Theranos founder Elizabeth Holmes, who was convicted of conspiring to defraud investors in her now-defunct blood-testing startup, has asked President Donald Trump to commute her prison sentence, potentially cutting nearly six years off her time behind bars.
Holmes, now 41, sought to commute her sentence in 2025, and it remains pending, according to the Department of Justice’s Office of the Pardon Attorney. She is scheduled to be released from a minimum-security federal prison camp in Bryan, Texas, in December 2031.
A commutation would reduce her sentence but leave intact her conviction and $452 million restitution obligation to defrauded investors. A full pardon, which Holmes has not publicly requested, would eliminate those requirements.
The Epoch Times reached out to the White House and the Justice Department’s Office of the Pardon Attorney for comment, but did not receive a response by publication time.

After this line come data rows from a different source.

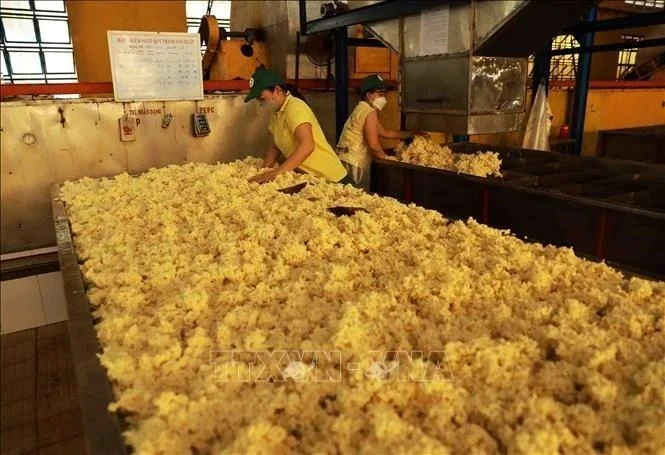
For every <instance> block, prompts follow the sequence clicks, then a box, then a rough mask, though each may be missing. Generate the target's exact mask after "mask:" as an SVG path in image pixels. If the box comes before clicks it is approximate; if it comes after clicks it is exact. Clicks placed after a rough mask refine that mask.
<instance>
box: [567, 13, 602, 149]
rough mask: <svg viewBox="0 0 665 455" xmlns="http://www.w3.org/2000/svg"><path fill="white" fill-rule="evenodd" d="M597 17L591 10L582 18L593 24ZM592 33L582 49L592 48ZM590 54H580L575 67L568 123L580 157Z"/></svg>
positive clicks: (588, 36)
mask: <svg viewBox="0 0 665 455" xmlns="http://www.w3.org/2000/svg"><path fill="white" fill-rule="evenodd" d="M597 15H598V9H597V8H591V9H590V10H589V11H588V12H587V13H586V14H585V16H584V20H585V21H586V22H593V21H595V20H596V16H597ZM593 37H594V33H593V32H588V33H585V34H584V36H583V37H582V42H581V43H580V44H581V45H582V47H585V48H589V47H592V46H593ZM591 55H592V54H591V53H590V52H582V53H581V54H580V61H579V65H578V67H577V84H576V85H575V94H574V98H573V112H572V119H571V122H570V135H571V137H572V138H574V139H575V144H573V154H574V155H580V154H581V152H582V136H583V132H584V115H585V113H586V101H587V95H588V94H589V79H590V76H591Z"/></svg>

“Theranos itself eventually concluded a patient impact existed for every test run on patients and voided all tests with its analyzer,” the U.S. Attorney’s Office for the Northern District of California said in 2022. “The government points out that Holmes was undeterred and again choose deceit over candor by downplaying the extent of the patient impact to investor-victims and continuing forward with her elaborate fraud.”
Holmes leveraged a high-powered Theranos board that included former Defense Secretary James Mattis, who testified against her during her trial, and two former secretaries of state, Henry Kissinger and the late George Shultz, whose son, Alexander, submitted a statement criticizing Holmes for concocting the scheme.